Social Interdependence Theory emphasizing positive interdependence as means for promoting collaboration as well as individual accountability for well-functioning group work, together with Shute’s (2008) guidelines for useful feedback, are utilized as overarching theoretical perspectives. Shute claims that there are several types of feedback that can be delivered and a large variability of the effects for the students. Useful feedback depends, according to Shute (2008), on motive, opportunity and means, that is, meet the student’s needs and is given when the student is prepared to use the feedback.

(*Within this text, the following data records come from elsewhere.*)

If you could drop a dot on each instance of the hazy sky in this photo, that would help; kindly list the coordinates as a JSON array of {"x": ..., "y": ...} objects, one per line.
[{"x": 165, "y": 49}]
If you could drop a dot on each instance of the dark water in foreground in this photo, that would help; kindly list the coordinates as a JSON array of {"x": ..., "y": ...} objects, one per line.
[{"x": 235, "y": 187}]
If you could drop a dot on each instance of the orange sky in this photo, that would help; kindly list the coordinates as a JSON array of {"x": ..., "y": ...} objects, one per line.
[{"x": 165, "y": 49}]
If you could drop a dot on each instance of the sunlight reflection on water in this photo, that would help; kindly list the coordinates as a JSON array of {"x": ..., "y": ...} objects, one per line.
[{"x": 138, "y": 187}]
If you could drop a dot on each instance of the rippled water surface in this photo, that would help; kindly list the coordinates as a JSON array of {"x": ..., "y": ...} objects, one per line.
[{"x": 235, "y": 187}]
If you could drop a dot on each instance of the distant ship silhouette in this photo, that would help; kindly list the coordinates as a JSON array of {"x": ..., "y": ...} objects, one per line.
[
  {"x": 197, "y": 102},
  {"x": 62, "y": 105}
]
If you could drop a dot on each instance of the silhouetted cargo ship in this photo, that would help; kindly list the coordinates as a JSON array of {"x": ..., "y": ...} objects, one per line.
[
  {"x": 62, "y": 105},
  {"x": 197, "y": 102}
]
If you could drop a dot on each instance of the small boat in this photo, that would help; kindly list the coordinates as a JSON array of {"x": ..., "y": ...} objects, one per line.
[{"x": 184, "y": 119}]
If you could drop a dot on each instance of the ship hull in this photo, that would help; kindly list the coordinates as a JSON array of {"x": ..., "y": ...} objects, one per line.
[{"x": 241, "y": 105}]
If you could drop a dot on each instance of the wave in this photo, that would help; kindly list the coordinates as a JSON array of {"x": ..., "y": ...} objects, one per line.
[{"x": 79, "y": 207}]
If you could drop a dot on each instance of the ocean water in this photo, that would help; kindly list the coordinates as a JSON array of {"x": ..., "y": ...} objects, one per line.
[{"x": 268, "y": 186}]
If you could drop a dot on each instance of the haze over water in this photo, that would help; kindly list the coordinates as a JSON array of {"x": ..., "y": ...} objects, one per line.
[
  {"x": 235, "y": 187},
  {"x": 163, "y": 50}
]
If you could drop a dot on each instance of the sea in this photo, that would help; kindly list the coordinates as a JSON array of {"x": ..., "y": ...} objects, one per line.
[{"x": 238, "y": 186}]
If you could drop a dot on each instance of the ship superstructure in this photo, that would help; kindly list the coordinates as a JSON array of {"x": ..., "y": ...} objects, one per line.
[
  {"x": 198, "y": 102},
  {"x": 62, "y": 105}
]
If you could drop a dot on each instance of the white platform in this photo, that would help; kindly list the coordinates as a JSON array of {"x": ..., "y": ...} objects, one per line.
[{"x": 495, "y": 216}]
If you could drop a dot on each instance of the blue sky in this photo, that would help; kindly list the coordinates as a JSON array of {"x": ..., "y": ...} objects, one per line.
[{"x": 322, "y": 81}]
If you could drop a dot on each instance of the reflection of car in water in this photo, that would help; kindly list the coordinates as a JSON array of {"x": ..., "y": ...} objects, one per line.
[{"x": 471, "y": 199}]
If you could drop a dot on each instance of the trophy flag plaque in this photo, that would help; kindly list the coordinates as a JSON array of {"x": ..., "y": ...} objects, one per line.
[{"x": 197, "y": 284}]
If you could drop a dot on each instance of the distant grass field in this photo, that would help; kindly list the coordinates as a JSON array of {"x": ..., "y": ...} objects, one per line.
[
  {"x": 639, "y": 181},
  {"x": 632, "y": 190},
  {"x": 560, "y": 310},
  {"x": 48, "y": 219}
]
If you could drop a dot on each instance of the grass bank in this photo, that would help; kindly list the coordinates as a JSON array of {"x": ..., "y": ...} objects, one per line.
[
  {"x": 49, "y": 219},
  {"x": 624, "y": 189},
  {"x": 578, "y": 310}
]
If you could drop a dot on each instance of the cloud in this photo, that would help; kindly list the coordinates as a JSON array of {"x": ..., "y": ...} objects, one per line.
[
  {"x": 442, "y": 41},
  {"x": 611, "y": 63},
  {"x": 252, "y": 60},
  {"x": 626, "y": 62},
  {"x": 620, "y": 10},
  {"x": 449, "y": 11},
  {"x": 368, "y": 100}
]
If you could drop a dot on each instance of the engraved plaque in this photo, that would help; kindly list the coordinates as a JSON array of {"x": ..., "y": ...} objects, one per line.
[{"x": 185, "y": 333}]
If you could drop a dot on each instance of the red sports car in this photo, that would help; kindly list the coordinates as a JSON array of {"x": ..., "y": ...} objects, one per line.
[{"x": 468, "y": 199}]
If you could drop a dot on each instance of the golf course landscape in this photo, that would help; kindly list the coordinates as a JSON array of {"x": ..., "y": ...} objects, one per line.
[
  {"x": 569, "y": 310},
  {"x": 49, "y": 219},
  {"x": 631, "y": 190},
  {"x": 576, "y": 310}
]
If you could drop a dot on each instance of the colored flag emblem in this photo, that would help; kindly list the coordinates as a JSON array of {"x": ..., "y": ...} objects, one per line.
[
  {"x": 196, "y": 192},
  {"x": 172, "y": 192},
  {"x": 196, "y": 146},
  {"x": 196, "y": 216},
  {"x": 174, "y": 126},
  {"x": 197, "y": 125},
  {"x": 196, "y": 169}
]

The study focuses on written formative feedback as means for formative assessment. Data were obtained through 149 feedback documents from six teachers. Feedback was given during a group work assignment when students were working on the individual part of the common group task. The teachers were asked to use their own words in the written response to each student. The analysis was accomplished using an inductive thematic approach and Shute’s (2008) synthesized recommendations and guidelines to interpret and understand the teachers’ written feedback.
The results display that the written feedback to the students includes comments on following levels: individual (“you”), group (“your group) and “not distinct” (not possible to discern which level). Furthermore, the results display that the teachers convey feedback in manageable units, focusing on the task to enhance the quality of the work or to promote collaboration and individual accountability. Thus, the paper contributes with relevant Nordic educational research by presenting theoretical knowledge on the sparsely researched area concerning written individual feedback as a means for formative assessment in connection with group work assessment.
References
Shute, V. J. (2008). Focus on formative feedback. Review of Educational Research, 78(1), 153–189.